For loop with variable range so slow

Recent I find my julia program cost 3.7s for each iteration while c++ only use 0.022s. By test I find for loop with variable range seems make program slow.

using SQLite, DataFrames, Statistics, Serialization, Dates, Printf



n_T = 100
for i = 1:2
    @time begin
        n = 1
        for j = 1:100
            n += j
        end
    end
end

Result:

  0.000000 seconds
  0.000000 seconds

while for:

using SQLite, DataFrames, Statistics, Serialization, Dates, Printf



n_T = 100
for i = 1:2
    @time begin
        n = 1
        for j = 1:n_T
            n += j
        end
    end
end

result:

  0.000059 seconds (180 allocations: 4.688 KiB)
  0.000012 seconds (170 allocations: 4.234 KiB)

the compilier seems not smart enough to elliminate such a simple loop.

Classic case of non-constant global variables being slow.

Put n_T in a local scope — and it’s fast again:

julia> let
       n_T = 100
       for i = 1:2
           @time begin
               n = 1
               for j = 1:n_T
                   n += j
               end
           end
       end
       end
  0.000000 seconds
  0.000000 seconds

Or make n_T constant:

julia> const n_T = 100;

julia> for i = 1:2
           @time begin
               n = 1
               for j = 1:n_T
                   n += j
               end
           end
       end
  0.000000 seconds
  0.000000 seconds

In general, accessing global variables may require allocations, making the code slower.

1 Like

(post deleted by author)

Why compilier didn’t optimize it? I thought this is a very basic optimization in C/C++.

Good question.

In C/C++, every program starts from main(). To make the comparison fair, you should also put your Julia code inside a function. Then you will get the expected performance.

function main()
    n_T = 100
    for i = 1:2
        @time begin
            n = 1
            for j = 1:n_T
                n += j
            end
        end
    end
end

main()

So there is more than one way to fix this:

  1. As ForceBru mentioned, use let to introduce a local scope.
  2. As ForceBru also mentioned, mark the global variable as const. This is a recommended approach.[1]
  3. Put performance-critical code inside a function. This is also a recommended approach.[2]

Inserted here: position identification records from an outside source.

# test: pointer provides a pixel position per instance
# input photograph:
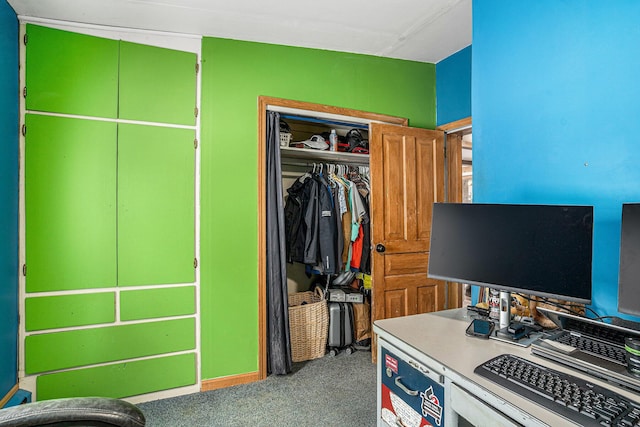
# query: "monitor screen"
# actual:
(542, 250)
(629, 277)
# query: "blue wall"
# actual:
(8, 198)
(453, 87)
(556, 113)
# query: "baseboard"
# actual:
(8, 396)
(229, 381)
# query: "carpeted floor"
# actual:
(331, 391)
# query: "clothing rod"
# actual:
(324, 121)
(310, 164)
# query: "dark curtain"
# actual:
(279, 348)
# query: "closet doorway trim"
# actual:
(281, 105)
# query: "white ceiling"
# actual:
(418, 30)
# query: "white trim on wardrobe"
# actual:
(176, 41)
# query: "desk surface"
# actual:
(440, 338)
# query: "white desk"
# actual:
(437, 341)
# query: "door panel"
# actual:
(395, 302)
(407, 177)
(406, 263)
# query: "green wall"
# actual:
(234, 74)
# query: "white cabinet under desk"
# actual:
(436, 346)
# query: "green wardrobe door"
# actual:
(70, 194)
(156, 205)
(71, 73)
(157, 85)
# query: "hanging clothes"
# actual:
(327, 220)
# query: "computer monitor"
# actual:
(542, 250)
(629, 272)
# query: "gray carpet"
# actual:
(331, 391)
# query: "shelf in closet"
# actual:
(309, 156)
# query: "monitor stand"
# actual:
(519, 334)
(505, 309)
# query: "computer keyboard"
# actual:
(571, 397)
(595, 347)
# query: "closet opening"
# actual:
(306, 122)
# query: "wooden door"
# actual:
(407, 176)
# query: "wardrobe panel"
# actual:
(156, 205)
(50, 352)
(157, 84)
(64, 311)
(71, 73)
(70, 194)
(121, 379)
(154, 303)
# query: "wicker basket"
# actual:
(308, 325)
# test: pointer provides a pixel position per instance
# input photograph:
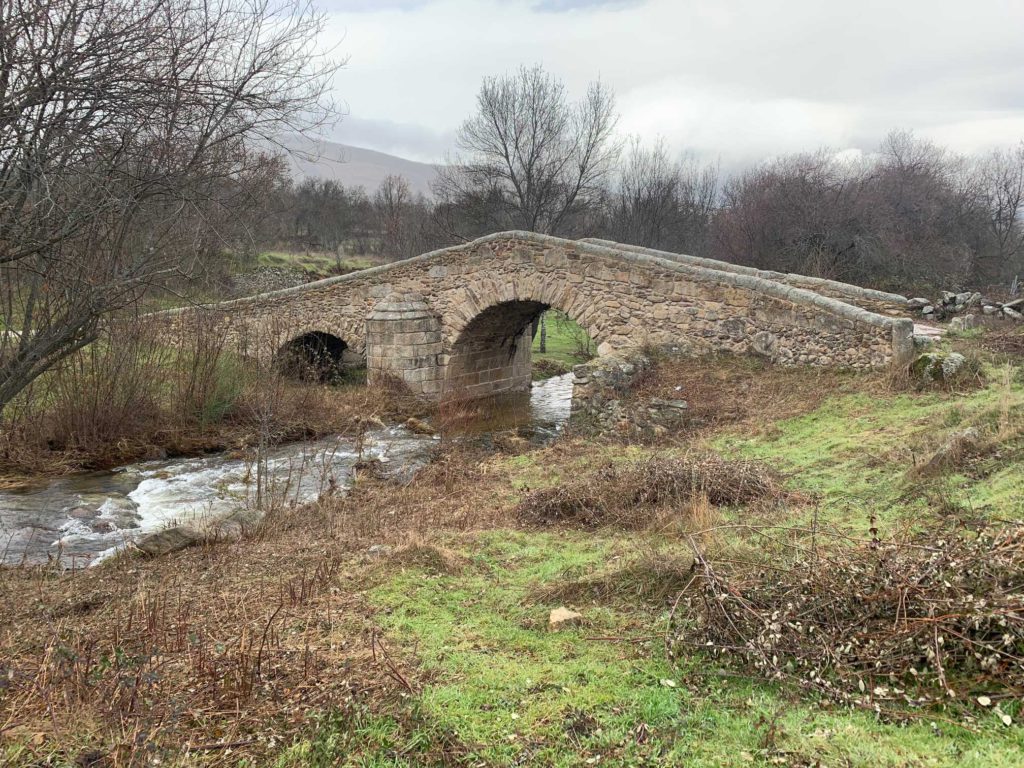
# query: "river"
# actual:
(82, 518)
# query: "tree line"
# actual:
(910, 216)
(138, 151)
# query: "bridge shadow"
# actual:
(320, 357)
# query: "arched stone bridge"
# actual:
(460, 318)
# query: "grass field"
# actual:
(315, 262)
(406, 625)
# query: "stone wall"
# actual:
(623, 298)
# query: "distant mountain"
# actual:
(353, 166)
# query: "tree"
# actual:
(662, 204)
(1003, 190)
(529, 159)
(122, 124)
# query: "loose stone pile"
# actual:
(951, 304)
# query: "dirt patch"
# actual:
(743, 391)
(651, 578)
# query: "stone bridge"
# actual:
(460, 320)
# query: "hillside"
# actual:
(354, 166)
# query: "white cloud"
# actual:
(737, 80)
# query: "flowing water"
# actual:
(84, 517)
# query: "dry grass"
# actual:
(924, 620)
(631, 495)
(737, 391)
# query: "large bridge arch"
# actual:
(488, 338)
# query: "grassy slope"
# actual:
(504, 691)
(316, 262)
(491, 685)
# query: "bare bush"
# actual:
(128, 128)
(631, 495)
(873, 623)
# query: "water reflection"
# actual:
(82, 516)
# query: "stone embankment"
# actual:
(966, 307)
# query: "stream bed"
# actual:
(82, 518)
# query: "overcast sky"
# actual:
(736, 81)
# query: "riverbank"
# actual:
(407, 624)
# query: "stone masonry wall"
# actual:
(624, 299)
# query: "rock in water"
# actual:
(169, 540)
(417, 426)
(562, 617)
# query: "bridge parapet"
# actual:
(459, 317)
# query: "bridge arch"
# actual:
(316, 355)
(489, 337)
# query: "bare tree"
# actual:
(528, 158)
(663, 204)
(122, 124)
(1003, 187)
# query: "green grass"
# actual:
(854, 452)
(317, 262)
(504, 690)
(566, 343)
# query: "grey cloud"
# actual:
(560, 6)
(404, 139)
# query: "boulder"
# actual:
(562, 617)
(964, 324)
(936, 367)
(417, 426)
(169, 540)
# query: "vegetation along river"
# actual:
(84, 517)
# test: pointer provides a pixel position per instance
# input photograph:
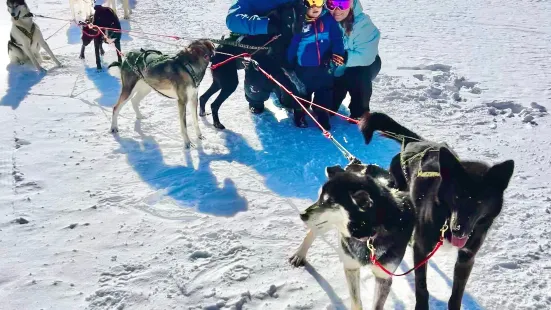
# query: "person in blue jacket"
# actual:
(312, 53)
(258, 21)
(361, 43)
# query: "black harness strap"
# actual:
(28, 34)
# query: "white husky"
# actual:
(26, 39)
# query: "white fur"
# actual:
(338, 217)
(81, 9)
(113, 4)
(142, 89)
(30, 51)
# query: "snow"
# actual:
(91, 220)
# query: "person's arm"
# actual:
(365, 44)
(337, 43)
(241, 20)
(293, 49)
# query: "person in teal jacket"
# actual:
(361, 44)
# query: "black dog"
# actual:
(224, 77)
(103, 17)
(468, 194)
(359, 203)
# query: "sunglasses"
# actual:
(314, 3)
(338, 4)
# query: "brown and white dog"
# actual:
(176, 77)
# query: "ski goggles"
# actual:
(314, 3)
(338, 4)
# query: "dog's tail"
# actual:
(376, 121)
(115, 68)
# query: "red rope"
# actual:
(106, 38)
(325, 132)
(213, 67)
(376, 262)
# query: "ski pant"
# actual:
(357, 81)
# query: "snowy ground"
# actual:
(135, 222)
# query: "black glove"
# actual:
(274, 25)
(289, 65)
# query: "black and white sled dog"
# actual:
(26, 39)
(359, 202)
(468, 194)
(176, 77)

[1] https://docs.julialang.org/en/v1/manual/performance-tips/#Avoid-untyped-global-variables
[2] https://docs.julialang.org/en/v1/manual/performance-tips/#Performance-critical-code-should-be-inside-a-function

Yet another option is to make the global variable typed:

julia> n_T::Int = 100 # assign type!
100

julia> for i = 1:2
                  @time begin
                      n = 1
                      for j = 1:n_T
                          n += j
                      end
                  end
              end
  0.000000 seconds
  0.000000 seconds

You can subsequently assign another integer to n_T and it’ll remain fast.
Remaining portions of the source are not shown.